Towards Differential Privacy for Symbolic Systems

TL;DR

This paper introduces a differential privacy method for symbolic control systems that privatizes string data using a Levenshtein automaton, balancing privacy and accuracy.

Contribution

It develops a novel exponential mechanism with a Levenshtein automaton for efficient privacy-preserving string generation in symbolic systems.

Findings

Privacy can be achieved while maintaining accuracy in symbolic data.

The Levenshtein automaton enables efficient privatization of strings.
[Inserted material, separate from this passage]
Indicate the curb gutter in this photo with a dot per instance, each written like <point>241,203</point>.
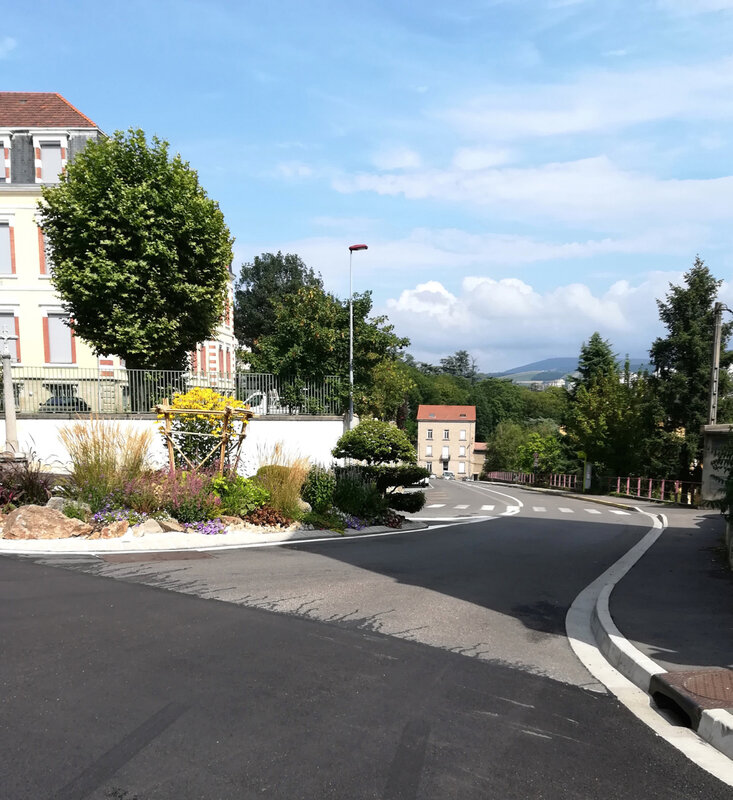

Numerical results demonstrate the effectiveness of the approach.

Abstract

In this paper, we develop a privacy implementation for symbolic control systems. Such systems generate sequences of non-numerical data, and these sequences can be represented by words or strings over a finite alphabet. This work uses the framework of differential privacy, which is a statistical notion of privacy that makes it unlikely that privatized data will reveal anything meaningful about underlying sensitive data. To bring differential privacy to symbolic control systems, we develop an exponential mechanism that approximates a sensitive word using a randomly chosen word that is likely to be near it. The notion of "near" is given by the Levenshtein distance, which counts the number of operations required to change one string into another. We then develop a Levenshtein automaton implementation of our exponential mechanism that efficiently generates privatized output words. This automaton has letters as its states, and this work develops transition probabilities among these states that give overall output words obeying the distribution required by the exponential mechanism. Numerical results are provided to demonstrate this technique for both strings of English words and runs of a deterministic transition system, demonstrating in both cases that privacy can be provided in this setting while maintaining a reasonable degree of accuracy.